The FSA in Louisiana
Within its first year of operation, Carl Mydans, Arthur Rothstein, Walker Evans, and Ben Shahn all visited Louisiana. Rothstein arrived first, in September 1935, and Mydans followed nine months later. Both men worked in New Orleans and below the city, in Plaquemines Parish. Between these tours, Evans and Shahn, former New York roommates, visited the state, each on his first trip through the South. Shahn shot most of his photographs among migrant fruit pickers in and around Hammond, taking special interest in a family whose bare feet and hardscrabble existence belied the family name, Fortuna, an irony he doubtless relished. Evans quickly followed, having worked his way down the Ohio and the Mississippi River, all the way from Pittsburgh. Moldering plantations on either side of the river clearly fascinated him, Belle Grove especially. He also took an interest, as did all his colleagues, in New Orleans architecture. Indeed, Evans included photographs from both the plantation district and the city for publication in his monumental American Photographs (1938).
Meanwhile, in the summer of 1937, in addition to a trip down Bayou LaFourche, Dorothea Lange focused her efforts in and around Fullerton, Louisiana, southwest of Alexandria. Located in what Lange described as the “cut-over area”—a reference to a nonrenewable harvesting method—Fullerton was a virtual ghost town. Lange’s images emphasize the connection between environmental degradation and social dislocation, a theme central to her classic 1941 study, An American Exodus: A Record of Human Erosion, coauthored by her husband, Paul Taylor.

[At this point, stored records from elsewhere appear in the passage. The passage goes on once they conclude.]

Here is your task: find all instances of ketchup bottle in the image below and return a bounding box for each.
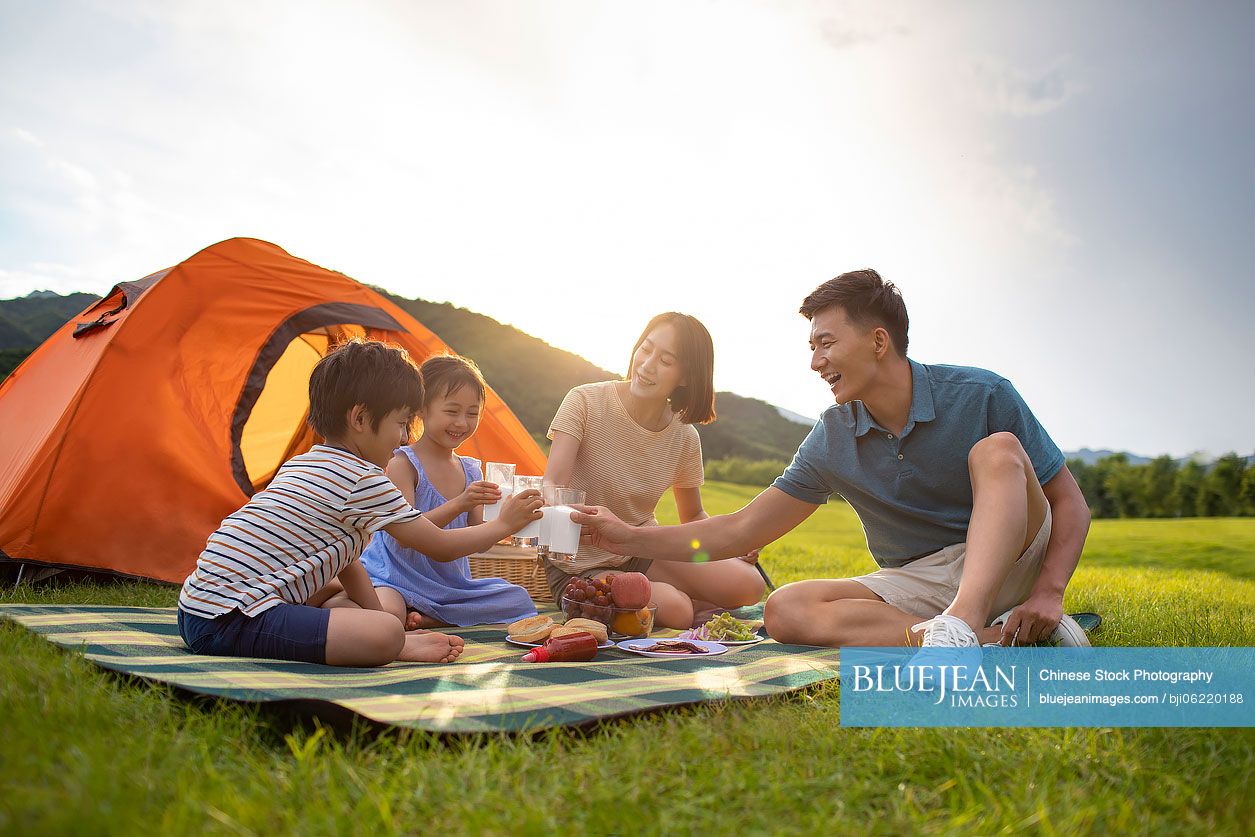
[522,631,599,662]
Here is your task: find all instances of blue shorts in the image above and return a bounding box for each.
[178,603,330,664]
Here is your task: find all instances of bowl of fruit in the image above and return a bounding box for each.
[561,572,657,637]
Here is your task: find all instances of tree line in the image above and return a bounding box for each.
[1068,453,1254,519]
[704,453,1255,519]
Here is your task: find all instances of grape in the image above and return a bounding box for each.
[569,588,586,602]
[593,595,609,607]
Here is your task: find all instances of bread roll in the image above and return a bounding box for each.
[507,615,555,643]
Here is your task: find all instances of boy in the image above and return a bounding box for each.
[574,270,1092,648]
[178,339,542,666]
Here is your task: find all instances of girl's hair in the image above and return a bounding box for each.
[628,312,717,425]
[308,339,423,437]
[420,354,487,407]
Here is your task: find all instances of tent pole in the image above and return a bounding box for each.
[14,563,24,588]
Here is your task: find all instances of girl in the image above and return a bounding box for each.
[361,354,538,628]
[544,312,765,629]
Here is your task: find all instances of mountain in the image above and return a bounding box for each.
[1062,448,1253,467]
[1063,448,1154,466]
[776,406,816,427]
[0,291,98,350]
[0,289,811,462]
[379,293,809,459]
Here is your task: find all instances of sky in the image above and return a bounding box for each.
[1,0,1252,459]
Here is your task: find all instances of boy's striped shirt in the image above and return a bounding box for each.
[178,445,421,618]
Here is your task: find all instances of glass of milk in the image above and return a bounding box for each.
[510,475,544,544]
[540,487,586,561]
[482,462,516,522]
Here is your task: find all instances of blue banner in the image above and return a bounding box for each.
[839,647,1253,727]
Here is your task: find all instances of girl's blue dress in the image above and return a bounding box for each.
[360,447,537,626]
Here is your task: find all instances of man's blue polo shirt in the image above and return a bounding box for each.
[772,360,1065,568]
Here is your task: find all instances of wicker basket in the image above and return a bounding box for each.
[468,543,551,602]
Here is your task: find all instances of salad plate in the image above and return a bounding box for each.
[694,634,764,646]
[679,613,765,645]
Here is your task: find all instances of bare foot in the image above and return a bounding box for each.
[397,631,465,663]
[405,609,451,630]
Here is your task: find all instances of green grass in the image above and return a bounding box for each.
[2,481,1253,834]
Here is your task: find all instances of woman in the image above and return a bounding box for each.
[544,312,765,628]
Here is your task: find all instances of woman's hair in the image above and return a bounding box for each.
[308,338,423,437]
[420,353,487,407]
[628,312,716,425]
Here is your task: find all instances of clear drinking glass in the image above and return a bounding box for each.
[555,487,585,506]
[510,476,544,544]
[514,475,544,493]
[484,462,516,488]
[482,462,516,523]
[541,487,587,558]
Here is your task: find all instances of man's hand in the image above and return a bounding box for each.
[570,505,635,556]
[999,590,1064,645]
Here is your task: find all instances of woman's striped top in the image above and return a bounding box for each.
[546,381,703,573]
[178,445,422,618]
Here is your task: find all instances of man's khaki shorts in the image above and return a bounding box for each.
[853,507,1052,621]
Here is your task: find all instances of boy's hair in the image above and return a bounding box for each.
[799,269,909,357]
[420,354,487,407]
[628,312,717,425]
[307,338,424,438]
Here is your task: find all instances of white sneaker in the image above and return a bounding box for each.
[910,615,983,690]
[991,609,1092,647]
[912,614,981,647]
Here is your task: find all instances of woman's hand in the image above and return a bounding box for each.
[733,548,760,565]
[499,488,543,532]
[458,480,502,513]
[570,505,635,556]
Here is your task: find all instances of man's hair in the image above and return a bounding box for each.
[420,353,487,407]
[308,338,424,438]
[628,312,717,425]
[799,269,909,357]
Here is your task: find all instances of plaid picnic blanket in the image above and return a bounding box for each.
[0,604,840,733]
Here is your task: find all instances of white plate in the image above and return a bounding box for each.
[616,638,728,658]
[506,636,614,650]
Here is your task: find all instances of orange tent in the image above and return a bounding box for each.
[0,238,546,583]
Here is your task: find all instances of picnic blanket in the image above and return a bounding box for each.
[0,604,840,733]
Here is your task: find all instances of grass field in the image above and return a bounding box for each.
[2,481,1253,834]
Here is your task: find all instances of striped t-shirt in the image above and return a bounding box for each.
[178,445,423,618]
[547,381,704,572]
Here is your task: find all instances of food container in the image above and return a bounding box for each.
[610,605,657,637]
[561,595,656,637]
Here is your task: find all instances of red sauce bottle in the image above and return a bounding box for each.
[521,631,599,662]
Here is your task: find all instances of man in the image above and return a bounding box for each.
[573,269,1091,648]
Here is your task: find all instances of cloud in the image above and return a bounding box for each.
[10,127,44,148]
[955,155,1080,248]
[967,55,1084,117]
[0,267,89,297]
[816,9,909,50]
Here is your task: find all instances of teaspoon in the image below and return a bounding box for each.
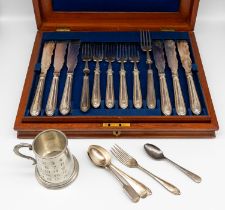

Roy Styker’s most prolific FSA photographers in Louisiana were Russell Lee and Marion Post Wolcott. Lee first arrived in September 1938, spending the next two months south and west of New Orleans. Aboard the El Rito, a packet steamer bound for the Gulf, he documented life, labor, and leisure among the crew and within small communities along the river. Subsequent excursions took him through the Acadian parishes to St. Martinville, Abbeville, and Opelousas, among others. He documented the salt plant on Jefferson Island, shrimpers in Morgan City, and the sugar cane harvest in Delcambre and Jeanerette before touring the sugar mill in Breaux Bridge. Then, following stops in New Iberia, Raceland, Houma, and Lafayette to record the rice harvest from field to finishing process, it was off to the annual Rice Festival in Crowley.
For versatility, however, no one matched Marion Post Wolcott, whose assignments took her to almost every corner of the state. She photographed Louisiana’s two FSA farm co-ops: Terrebone in Schriever, which was for whites, and its black counterpart, La Delta in Lake Providence. She studied the fur trappers on Delacroix Island, French Quarter architecture, and the Cane River Creoles living near Natchitoches. In late 1941, she recorded the overcrowded conditions among the many thousands who had swarmed into Alexandria seeking defense work.
In June 1943, John Vachon became the last FSA photographer to visit Louisiana, focusing primarily on New Orleans, then a wartime city. He paid particular attention to the Higgins shipyard, whose work proved so crucial to American amphibious campaigns in Europe and the Pacific. By the time Vachon reached New Orleans, the FSA had become part of the Office of Wartime Information, one of several federal agencies organized to explain to the American people the origins, aims, and nature of World War II. The FSA as such had formally ceased operations and closed its offices by the end of 1943.